Il calcio che conosciamo oggi è anche, se non soprattutto, frutto dei suoi insegnamenti e del suo gioco. Dal 2008 in avanti, Guardiola è stato il principale regista di uno specifico modo di giocare, di una maniera nuova di intendere questo gioco e anche il rapporto con i giocatori. Vedersi il docu-film All or Nothing: Manchester City sarebbe un buon modo per provare ad avvicinarsi alla comprensione di quello che, piaccia o no, è diventato un modello imitato e riprodotto da più parti (chiedetelo ad Arteta, che all’Arsenal ne imita addirittura il modo di esprimersi e gesticolare). Ha introdotto una rivoluzione che ha toccato direttamente i suoi club, ma indirettamente anche gli altri. E questo, un’amara eliminazione dalla Champions League non può in nessun modo cancellarlo.
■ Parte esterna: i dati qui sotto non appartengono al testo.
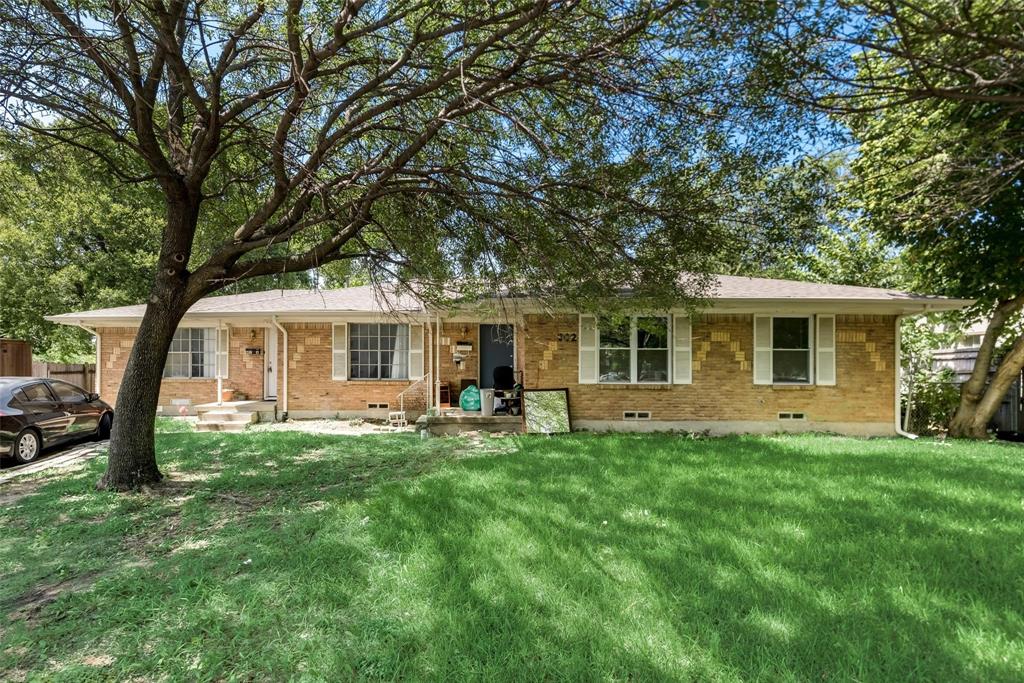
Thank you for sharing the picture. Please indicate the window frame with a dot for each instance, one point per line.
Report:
(811, 359)
(634, 349)
(349, 351)
(210, 353)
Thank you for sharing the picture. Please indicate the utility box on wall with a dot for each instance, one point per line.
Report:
(15, 358)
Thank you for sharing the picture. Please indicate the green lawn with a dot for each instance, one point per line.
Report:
(278, 556)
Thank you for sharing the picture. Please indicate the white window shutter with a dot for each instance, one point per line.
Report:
(223, 344)
(415, 351)
(339, 351)
(826, 350)
(762, 349)
(588, 349)
(682, 350)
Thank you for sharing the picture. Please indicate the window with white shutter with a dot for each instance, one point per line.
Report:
(588, 349)
(339, 351)
(415, 351)
(223, 344)
(682, 353)
(826, 350)
(762, 349)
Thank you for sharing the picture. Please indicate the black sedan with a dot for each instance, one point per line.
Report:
(38, 413)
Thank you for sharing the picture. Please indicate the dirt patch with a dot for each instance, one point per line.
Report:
(342, 427)
(30, 604)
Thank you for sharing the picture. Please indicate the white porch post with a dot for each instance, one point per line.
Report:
(216, 361)
(437, 364)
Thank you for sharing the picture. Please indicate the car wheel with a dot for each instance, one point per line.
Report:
(27, 446)
(103, 430)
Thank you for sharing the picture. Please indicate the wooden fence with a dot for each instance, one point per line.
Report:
(83, 375)
(15, 358)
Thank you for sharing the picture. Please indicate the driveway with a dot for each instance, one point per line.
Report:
(59, 458)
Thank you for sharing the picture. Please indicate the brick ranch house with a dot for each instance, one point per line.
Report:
(764, 355)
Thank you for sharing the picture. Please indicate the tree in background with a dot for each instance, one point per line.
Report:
(70, 239)
(564, 146)
(933, 91)
(73, 237)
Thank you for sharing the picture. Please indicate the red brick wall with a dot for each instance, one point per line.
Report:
(723, 385)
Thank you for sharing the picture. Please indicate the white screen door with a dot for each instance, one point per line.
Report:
(270, 365)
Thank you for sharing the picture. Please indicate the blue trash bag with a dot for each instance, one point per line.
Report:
(469, 399)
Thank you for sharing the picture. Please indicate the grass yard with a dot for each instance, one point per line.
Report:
(286, 555)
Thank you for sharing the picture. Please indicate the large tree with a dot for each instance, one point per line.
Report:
(568, 146)
(933, 92)
(74, 237)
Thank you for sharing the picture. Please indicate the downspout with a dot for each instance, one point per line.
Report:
(437, 364)
(92, 331)
(284, 372)
(898, 372)
(430, 365)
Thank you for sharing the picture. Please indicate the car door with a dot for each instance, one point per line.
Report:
(43, 411)
(83, 417)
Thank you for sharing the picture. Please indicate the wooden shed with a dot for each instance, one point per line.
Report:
(15, 358)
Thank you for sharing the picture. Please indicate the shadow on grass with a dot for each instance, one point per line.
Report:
(640, 557)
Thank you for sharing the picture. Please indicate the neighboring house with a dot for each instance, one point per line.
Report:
(961, 358)
(764, 355)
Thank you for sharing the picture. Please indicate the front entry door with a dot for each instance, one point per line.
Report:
(270, 364)
(496, 349)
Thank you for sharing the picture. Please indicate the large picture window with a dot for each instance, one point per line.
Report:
(193, 353)
(378, 351)
(791, 350)
(634, 350)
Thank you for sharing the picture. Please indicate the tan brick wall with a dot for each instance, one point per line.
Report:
(311, 388)
(723, 386)
(470, 367)
(245, 372)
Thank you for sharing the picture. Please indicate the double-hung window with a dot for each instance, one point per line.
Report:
(378, 351)
(193, 353)
(791, 350)
(634, 350)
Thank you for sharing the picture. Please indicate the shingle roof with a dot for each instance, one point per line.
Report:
(735, 287)
(350, 299)
(368, 299)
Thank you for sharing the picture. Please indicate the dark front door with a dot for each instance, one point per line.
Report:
(496, 350)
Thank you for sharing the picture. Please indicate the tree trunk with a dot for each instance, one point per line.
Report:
(972, 418)
(132, 461)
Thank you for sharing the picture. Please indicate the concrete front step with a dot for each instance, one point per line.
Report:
(221, 426)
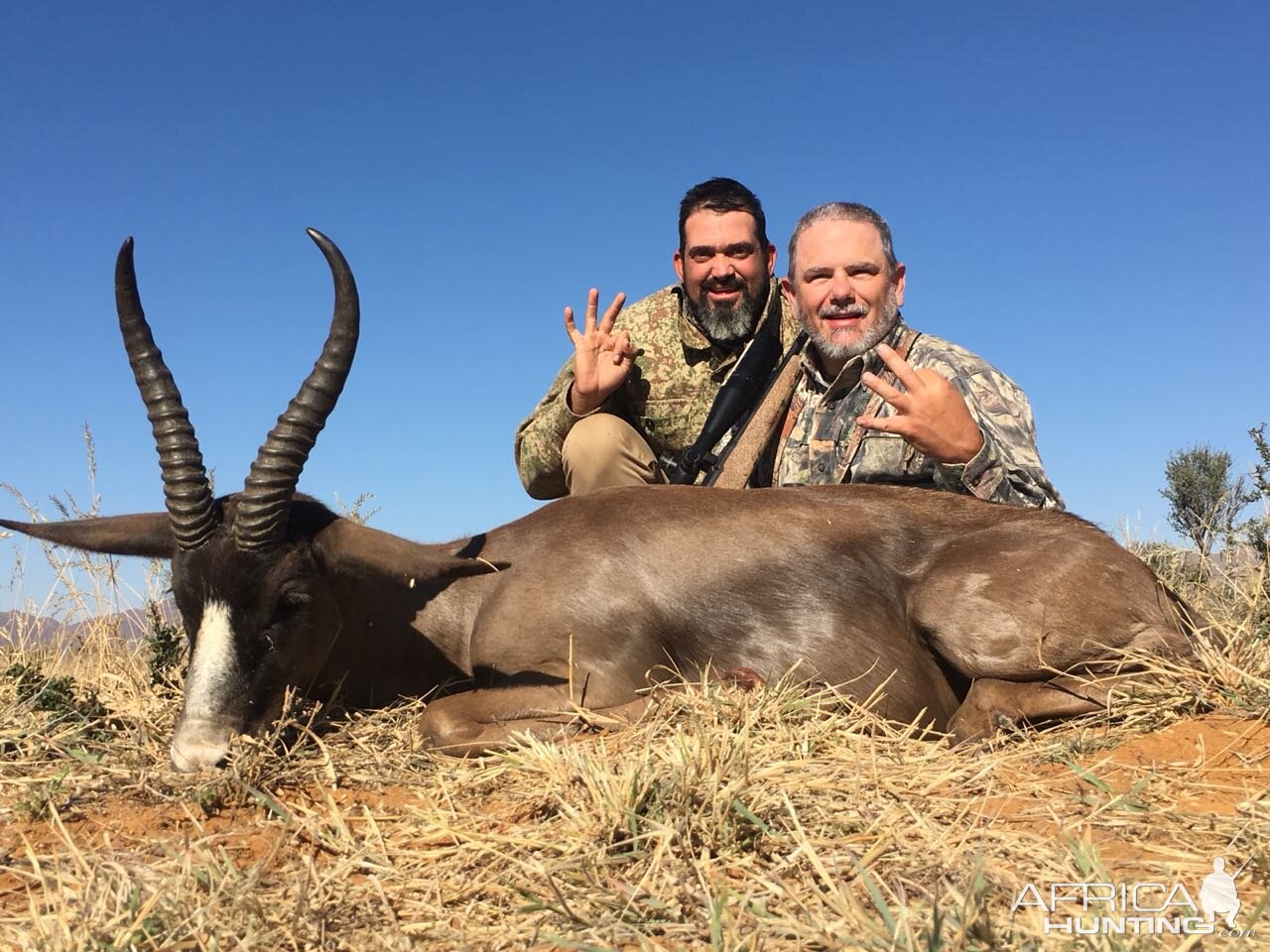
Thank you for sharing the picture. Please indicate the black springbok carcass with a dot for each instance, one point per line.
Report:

Lo stesso Manchester City di oggi è una squadra impregnata della sua filosofia. L’ha trasformata in una squadra capace di giocare un calcio fine (cosa che non faceva né con Mancini né con Pellegrini), al suo interno ha introdotto degli interpreti geniali, ma ha anche fatto passare a un livello successivo membri già esistenti in rosa: Sterling, ieri sera a parte, e De Bruyne sono i più chiari esempi del lavoro fatto su di loro da Guardiola. E presto emergerà un campione di cui tanto si parlerà e che è il modello perfetto di calcio totale “alla Guardiola” come Phil Foden.

Ciò che manca al Manchester City di oggi è probabilmente una miglior gestione delle risorse economiche, ma anche la necessità di creare una nuova generazione che sostituirà a breve i vari Fernandinho, David Silva e Agüero. Ma l’eliminazione brucia ora, in questo preciso momento, e Guardiola sa già che se ci sarà per lui una stagione 2020-2021 al Manchester City, sarà quella decisiva.

Con il Financial Fair Play mezzo sospeso, la tentazione di una nuova rivoluzione interna è troppo forte per essere rimandata: gli arrivi di Aké e Ferran Torres sono già dei chiari esempi di ciò che ci attenderà. Non sono convinto che continue, pesanti spese sul mercato siano la soluzione migliore, alla luce di quanto visto in questi anni. Quello che di sicuro non cambierà in questo Manchester City sarà la filosofia di gioco di Guardiola. La stessa che, ne sono certo, avreste esaltato ancora una volta se ieri sera le cose fossero girate nel verso giusto.

P.S. Non è stato sottolineato abbastanza quanto abbia pesato nel corso di questa stagione l’addio a metà di Arteta come vice: il basco è stato uno straordinario braccio destro di Guardiola per un anno e mezzo, ha fornito spesso letture e indicazioni fondamentali a gara in corso e quel vuoto, è evidente, non è stato ancora colmato da Lillo.